JUNE Project: Does the modeling of nasal airflows improve the pathophysiological understanding and the diagnosis of functional respiratory disorders? – JUNE

Chronic Nasal Obstruction (CNO) is not measurable in clinical practice and represents an important lack for the clinician. In addition, the components of the NO are poorly known. Simulating the passage of air in the nose from the computer processing of the patient's scanner is a technology inaccessible to the clinician. However, this simulation would make it possible to obtain the physical reference values of nasal respiratory comfort and to measure the NO. However, we need a detailed analysis, correlated with the gold standard and clinical practices, validated on a large number of patients. We want to know the values of the nasal respiratory comfort before and after treatment for normal to pathological situations and finally to know the veracity physical parameters recorded during the various simulations research works. The main stages of realization and techniques used as follow : 1. Building a 3D model of nasal airway from CT-scan including an automatic segmentation of nasal cavities close to the anatomy and the practitioner’s expertise - 2. to develop an automatic adaptive tetrahedral mesh generation suitable for airflow simulation of the previous interest volumes; - 3. To develop an automated construction of surface geometries of nasal cavity using a deep-learning-based approach. - 4. to develop a finite volume solver to simulate the fluid dynamic and optimize the computation;- 5. to correlate simulations results with the symptom (CNO).

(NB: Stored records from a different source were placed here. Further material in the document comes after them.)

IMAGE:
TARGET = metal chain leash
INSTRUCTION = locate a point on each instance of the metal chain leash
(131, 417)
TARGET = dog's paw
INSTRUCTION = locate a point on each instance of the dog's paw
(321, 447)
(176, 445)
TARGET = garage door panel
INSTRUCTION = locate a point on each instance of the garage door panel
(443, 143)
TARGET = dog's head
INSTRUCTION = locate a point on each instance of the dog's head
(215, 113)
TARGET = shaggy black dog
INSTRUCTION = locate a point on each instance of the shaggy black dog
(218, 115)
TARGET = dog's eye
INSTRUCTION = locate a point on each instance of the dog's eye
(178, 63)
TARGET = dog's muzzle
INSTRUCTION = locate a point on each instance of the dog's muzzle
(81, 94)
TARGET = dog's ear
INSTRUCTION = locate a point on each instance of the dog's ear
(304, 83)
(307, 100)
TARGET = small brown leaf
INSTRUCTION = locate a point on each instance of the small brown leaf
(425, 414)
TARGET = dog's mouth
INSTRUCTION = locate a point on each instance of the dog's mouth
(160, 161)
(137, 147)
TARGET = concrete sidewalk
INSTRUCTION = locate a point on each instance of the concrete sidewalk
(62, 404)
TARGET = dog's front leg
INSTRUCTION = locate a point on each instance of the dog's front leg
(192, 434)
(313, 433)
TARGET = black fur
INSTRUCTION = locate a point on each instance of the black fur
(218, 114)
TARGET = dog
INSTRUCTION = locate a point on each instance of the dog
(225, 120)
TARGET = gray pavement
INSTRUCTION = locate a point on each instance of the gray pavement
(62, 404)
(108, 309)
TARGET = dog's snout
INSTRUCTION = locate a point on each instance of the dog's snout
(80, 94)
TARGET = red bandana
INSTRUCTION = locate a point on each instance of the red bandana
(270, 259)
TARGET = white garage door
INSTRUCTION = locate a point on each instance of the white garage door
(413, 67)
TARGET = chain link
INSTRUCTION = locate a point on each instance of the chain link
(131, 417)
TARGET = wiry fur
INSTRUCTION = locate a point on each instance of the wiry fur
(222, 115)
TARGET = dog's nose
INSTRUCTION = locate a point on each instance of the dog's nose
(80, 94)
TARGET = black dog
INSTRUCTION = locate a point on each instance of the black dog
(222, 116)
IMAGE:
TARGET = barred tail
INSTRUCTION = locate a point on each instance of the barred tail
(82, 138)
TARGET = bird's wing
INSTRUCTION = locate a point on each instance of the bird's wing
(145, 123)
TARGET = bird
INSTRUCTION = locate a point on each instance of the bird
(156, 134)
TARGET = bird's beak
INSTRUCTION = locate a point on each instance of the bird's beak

This project combines the know-how of engineers and clinicians specialized in the different technological and clinical barriers. The rhinology department of the University Hospital of Bordeaux has the leadership in functional surgeries of the nose and obstructive sleep disorders. It works in close collaboration to the CIC-IT (CIC1401) and optifluides compagny since 10y to resolve numerous issues of rhinology and CFD. OptiFluides is a French private engineering company specialized in Research and Development related to Fluid Dynamics resulting from the work of the National Institut of Applied Sciences (INSA). This project benefits from its network of engineers specialized in biomedical imaging research (Créatis, INSA) and spectrum of computer science challenges of the digital world, including those posed by artificial intelligence (AI), big data analytics, computer vision, cyber security, digital transformation and human learning (LIRIS, University of Lyon1).
The clinical impact comes from the expectation of practitioners in the absence of a diagnostic tool. It is therefore a question of providing practitioners with a new complementary examination validated and correlated to the clinic, allowing them to better understand clinical situations, to argue the therapeutic decision and the follow-up. We want to measure the CNO as a hemoglobin rate, an audiogram or an electrocardiogram. The final objective is to provide a marketable and exploitable prototype which should resolve many uncertainties (architectural CNO, obstructive sleep disorders, treatment of post-cancer quality of life, follow-up of chronic rhinosinusitis, etc.). The impacts are also scientific and economic since no tool is available combining these technological steps automatically improved by deep learning and AI, and because such information would reduce the failure rate of surgeries by 25% sometimes useless, would reduce failures in the care of patients suffering from obstructive sleep disorders, thus reducing the financial burden on the health system.